Interviewer I never knew Hitachi had such diverse technologies but what really caught my ear was the application of smart cities. Maybe you could give us a definition of what a smart city is and exactly what Hitachi is doing for the development of smart cities.
Andrew Mui A smart city is determined first by the vision of the policymakers. Now, this vision is heavily influenced by the needs of the citizens or the aspiration of society of what a smart city is like in the near future. To give an example, a smart city can be determined by the need to address certain oncoming or existing mega-trends.
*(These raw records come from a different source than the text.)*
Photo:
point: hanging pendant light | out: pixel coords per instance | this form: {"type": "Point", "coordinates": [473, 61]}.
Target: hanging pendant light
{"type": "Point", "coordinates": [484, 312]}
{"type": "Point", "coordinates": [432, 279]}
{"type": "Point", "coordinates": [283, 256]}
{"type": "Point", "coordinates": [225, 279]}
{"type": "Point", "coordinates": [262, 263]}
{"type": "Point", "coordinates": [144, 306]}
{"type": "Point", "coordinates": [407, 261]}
Mega-trends like population trend, environmental trend, economic, mobility, energy trends and so on.
Interviewer So exactly what kind of trends are we looking at, that's driving the decisions of how to create the smart cities?
Andrew Mui Let me deep dive into one of these mega-trends. Let's pick the more pressing one: population trend. What is really interesting is to note that for the next 40 years, the population growth is projected to occur in developing countries and particularly in their cities. Now you have to really plan ahead of this, because if you do not cater for this population growth, with a highly crowded population comes all sorts of social issues. The big question then, is current cities such as those in ASEAN, like Singapore, Kuala Lumpur, Jakarta, Manila, Bangkok: can they cope with this rapid growth in population?

Besides general population growth, there is a more pressing issue relating to population trend and that is the ageing population. By 2050, it is projected that the Silver Generation, hereby referring to people 65 years and older, is going to outnumber the 14 years-old and below and this is the first time in human history. Now what it implies, is that there will not be enough young people, in terms of ratio, to look after the Silver Generation.

And then you have to consider the impacts on quality of life, on government services, taxes. Basically, somebody has got to pay for it. So, if we look into this two population trends, population growth and ageing population, if we do not do something about it, if we do not consider using smart city as one of the solutions, then we are heading towards some very serious social crisis.
Interviewer What about Lumada? I hear Lumada is playing a very big role in how Hitachi is actually developing smart cities.
Andrew Mui Lumada is Hitachi’s branding for the digital ecosystem solutions that we co-create with our partners and clients to achieve different objectives. It supports the convergence of both physical and digital infrastructure to achieve certain outcomes. Let me explain further through some of the world's initiatives and goals. For example, Lumada Smart Manufacturing will cater to Europe's Industry 4.0, China's Made in 2025 and North America's industrial internet goals. Now for Japan Society 5.0 and ASEAN’s smart cities initiative, we have Lumada’s smart transportation, smart healthcare and smart urban integration. So, Lumada is the strategic utilization of our diverse technologies, our capabilities and our experience to create such digital ecosystems.

Lumada is not about one particular product or a particular technology in Hitachi. It is the synergized combination of our technologies, our experience and our capabilities. And for that, we strongly believe that Lumada will play a key role in improving the lives for the people in ASEAN.